Basically what he was saying was: It’s nothing serious. You’ll get better soon. Not as soon as you would like, but soon.

For the next few days, the pain continued, and I put up with it as best I could and as I had to, learning new skills for moving myself up and down by the use of my still fully functioning arms. Getting out of bed and into an upright position when I got up in the morning was the trickiest and most painful manoeuvre. Anything which required my stomach to exert itself, like putting on trousers or shoes, was hurtful. Getting up out of a chair meant pushing myself up with my hands and arms. I adapted.

But then, right on time and as if hypnotised by the doctor, my body checked the calendar, noted that the ordained time of somewhat more than a week had now elapsed, and I started getting better. Yesterday was painful. Today, it was just a dull and diminishing ache. This afternoon, I went out shopping in Tottenham Court Road. I did things like sit down in a tube train, get up out of a seat in the tube train, walk briskly along Tottenham Court Road. No problems. The worst thing was that it was raining, and the few photos I took were rather gloomy and blurry. Also, the tube train back was too hot, which doesn’t go well with being a bit damp when you get into it.

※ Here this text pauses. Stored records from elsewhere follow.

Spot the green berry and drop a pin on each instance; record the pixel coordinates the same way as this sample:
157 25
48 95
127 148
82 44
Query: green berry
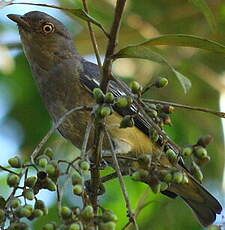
168 177
122 102
107 226
161 82
25 212
28 194
127 122
185 179
49 226
50 185
136 88
15 203
171 155
156 188
88 212
13 180
205 140
84 165
66 212
42 162
109 216
98 95
77 189
38 213
136 176
187 151
74 226
200 152
49 152
105 111
76 178
163 186
15 162
51 169
2 215
109 98
178 177
31 181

The relief I felt at this moderate but definite improvement in my bodily circumstances was considerable. When you are young and you get an illness or injury, the only question is: When will it stop? That it will stop and that you’ll soon be back and firing on all cylinders is not in doubt. But when I started recovering today, I realised that I had been semi-fearing that … this was it. This, the pain I had gone to see the doctor about, was what living inside my body was going to feel like from now on. The only thing that would change this would be when things took another turn for the even worse. That is what, in a dull, getting old sort of way, I had been fearing. I wasn’t caste down into utter gloom. After all, you expect this sort of thing as you age, and so far in my life I’ve been very lucky with such things. But, I had feared that this episode would go far worse than it now seems to be going, that is, that having gone rather bad it would stay rather bad from then on, until such time as it got even worse. What if the doctor had been sparing me the worst about how it could all go? What if he was simply wrong? But it now seems that not only was his speed in seeing me very speedy; he also judged my condition accurately.

And the relief I’ve been feeling today, also in a dull, getting old sort of way, has been, as I say, considerable.